原题
Given an 2D board, count how many battleships are in it. The battleships are represented with 'X's, empty slots are represented with '.'s. You may assume the following rules:
You receive a valid board, made of only battleships or empty slots.
Battleships can only be placed horizontally or vertically. In other words, they can only be made of the shape 1xN (1 row, N columns) or Nx1 (N rows, 1 column), where N can be of any size.

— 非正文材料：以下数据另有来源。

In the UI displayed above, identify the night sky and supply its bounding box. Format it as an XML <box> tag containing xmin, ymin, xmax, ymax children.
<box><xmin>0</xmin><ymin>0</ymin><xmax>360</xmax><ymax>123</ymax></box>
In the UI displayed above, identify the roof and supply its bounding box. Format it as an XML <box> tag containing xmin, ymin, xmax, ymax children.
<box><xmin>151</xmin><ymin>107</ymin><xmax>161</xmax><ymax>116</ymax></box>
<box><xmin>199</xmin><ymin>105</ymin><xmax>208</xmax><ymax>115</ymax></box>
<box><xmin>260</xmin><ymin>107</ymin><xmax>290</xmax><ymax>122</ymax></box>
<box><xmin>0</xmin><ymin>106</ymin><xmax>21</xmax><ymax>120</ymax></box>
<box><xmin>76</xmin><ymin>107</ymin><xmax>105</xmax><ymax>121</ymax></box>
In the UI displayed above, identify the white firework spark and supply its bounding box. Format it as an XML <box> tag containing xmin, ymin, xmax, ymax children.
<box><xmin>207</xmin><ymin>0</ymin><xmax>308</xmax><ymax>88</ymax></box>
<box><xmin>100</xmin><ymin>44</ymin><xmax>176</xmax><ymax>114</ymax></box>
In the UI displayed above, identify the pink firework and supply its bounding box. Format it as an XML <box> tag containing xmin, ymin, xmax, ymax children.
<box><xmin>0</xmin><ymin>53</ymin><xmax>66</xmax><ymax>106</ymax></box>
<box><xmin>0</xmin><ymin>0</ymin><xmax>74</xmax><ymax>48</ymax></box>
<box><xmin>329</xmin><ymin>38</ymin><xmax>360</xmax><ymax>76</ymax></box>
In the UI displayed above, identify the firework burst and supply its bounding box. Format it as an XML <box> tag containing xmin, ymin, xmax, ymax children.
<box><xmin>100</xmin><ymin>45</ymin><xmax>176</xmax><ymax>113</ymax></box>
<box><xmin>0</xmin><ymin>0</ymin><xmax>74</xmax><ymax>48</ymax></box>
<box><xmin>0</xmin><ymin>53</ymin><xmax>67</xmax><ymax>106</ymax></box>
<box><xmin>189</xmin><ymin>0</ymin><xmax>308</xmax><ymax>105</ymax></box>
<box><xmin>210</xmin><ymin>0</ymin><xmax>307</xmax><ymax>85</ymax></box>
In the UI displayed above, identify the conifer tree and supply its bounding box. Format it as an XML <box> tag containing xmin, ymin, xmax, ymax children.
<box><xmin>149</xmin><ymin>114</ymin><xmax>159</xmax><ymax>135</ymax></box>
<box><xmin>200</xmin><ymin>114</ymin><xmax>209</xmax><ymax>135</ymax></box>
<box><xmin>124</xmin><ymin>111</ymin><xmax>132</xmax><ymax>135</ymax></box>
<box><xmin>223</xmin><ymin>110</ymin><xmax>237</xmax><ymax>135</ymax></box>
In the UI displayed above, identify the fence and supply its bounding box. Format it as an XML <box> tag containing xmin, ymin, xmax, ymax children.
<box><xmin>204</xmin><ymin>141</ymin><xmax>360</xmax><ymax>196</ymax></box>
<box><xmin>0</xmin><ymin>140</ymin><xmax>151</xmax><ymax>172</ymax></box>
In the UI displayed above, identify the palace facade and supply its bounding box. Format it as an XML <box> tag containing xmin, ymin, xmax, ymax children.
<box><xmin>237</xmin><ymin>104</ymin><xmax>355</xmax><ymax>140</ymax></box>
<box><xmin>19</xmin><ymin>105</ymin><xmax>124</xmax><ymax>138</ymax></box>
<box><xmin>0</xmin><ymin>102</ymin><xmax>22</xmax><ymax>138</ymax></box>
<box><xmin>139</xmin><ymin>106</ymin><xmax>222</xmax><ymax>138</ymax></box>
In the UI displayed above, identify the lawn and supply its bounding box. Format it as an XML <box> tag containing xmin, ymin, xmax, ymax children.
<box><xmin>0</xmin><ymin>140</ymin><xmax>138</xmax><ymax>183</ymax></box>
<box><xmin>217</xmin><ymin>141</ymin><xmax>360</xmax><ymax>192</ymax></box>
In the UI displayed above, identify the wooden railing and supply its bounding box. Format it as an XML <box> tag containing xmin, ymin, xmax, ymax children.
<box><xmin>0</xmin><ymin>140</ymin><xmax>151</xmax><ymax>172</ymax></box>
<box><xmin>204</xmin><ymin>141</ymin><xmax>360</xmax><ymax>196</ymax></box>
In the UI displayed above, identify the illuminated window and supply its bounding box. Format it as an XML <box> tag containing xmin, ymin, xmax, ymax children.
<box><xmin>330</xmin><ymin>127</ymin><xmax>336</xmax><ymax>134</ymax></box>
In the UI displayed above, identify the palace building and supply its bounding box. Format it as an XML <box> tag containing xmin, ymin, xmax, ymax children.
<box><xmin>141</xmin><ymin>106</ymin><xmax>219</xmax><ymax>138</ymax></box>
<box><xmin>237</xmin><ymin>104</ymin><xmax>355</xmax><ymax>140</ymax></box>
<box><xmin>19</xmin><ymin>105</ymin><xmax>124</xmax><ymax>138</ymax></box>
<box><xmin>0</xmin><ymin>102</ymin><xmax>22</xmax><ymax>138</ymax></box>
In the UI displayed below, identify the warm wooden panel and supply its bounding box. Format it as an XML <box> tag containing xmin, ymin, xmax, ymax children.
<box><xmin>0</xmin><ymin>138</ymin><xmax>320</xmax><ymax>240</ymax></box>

At least one horizontal or vertical cell separates between two battleships - there are no adjacent battleships.
Example:
X..X
...X
...X
In the above board there are 2 battleships.
Invalid Example:
...X
XXXX
...X
This is an invalid board that you will not receive - as battleships will always have a cell separating between them.
Follow up:
Could you do it in one-pass, using only O(1) extra memory and without modifying the value of the board?
解析
求战舰数
一个矩阵,.表示空,X表示战舰
战舰只能横着或竖着放,且不会挨着,至少相隔一个位置
求矩阵中战舰的数量
思路
从左到右,从上到下遍历判断,找到一个左上没有相连的X战舰数+1,其他的X均是战舰的一部分
解法
public int countBattleships(char[][] board) {
int count = 0;
for (int i = 0; i < board.length; i++) {
for (int j = 0; j < board[0].length; j++) {
if (board[i][j] == 'X') {
if ((i > 0 && board[i - 1][j] == 'X') || j > 0 && board[i][j - 1] == 'X') {
continue;
}
count++;
}
}
}
return count;
}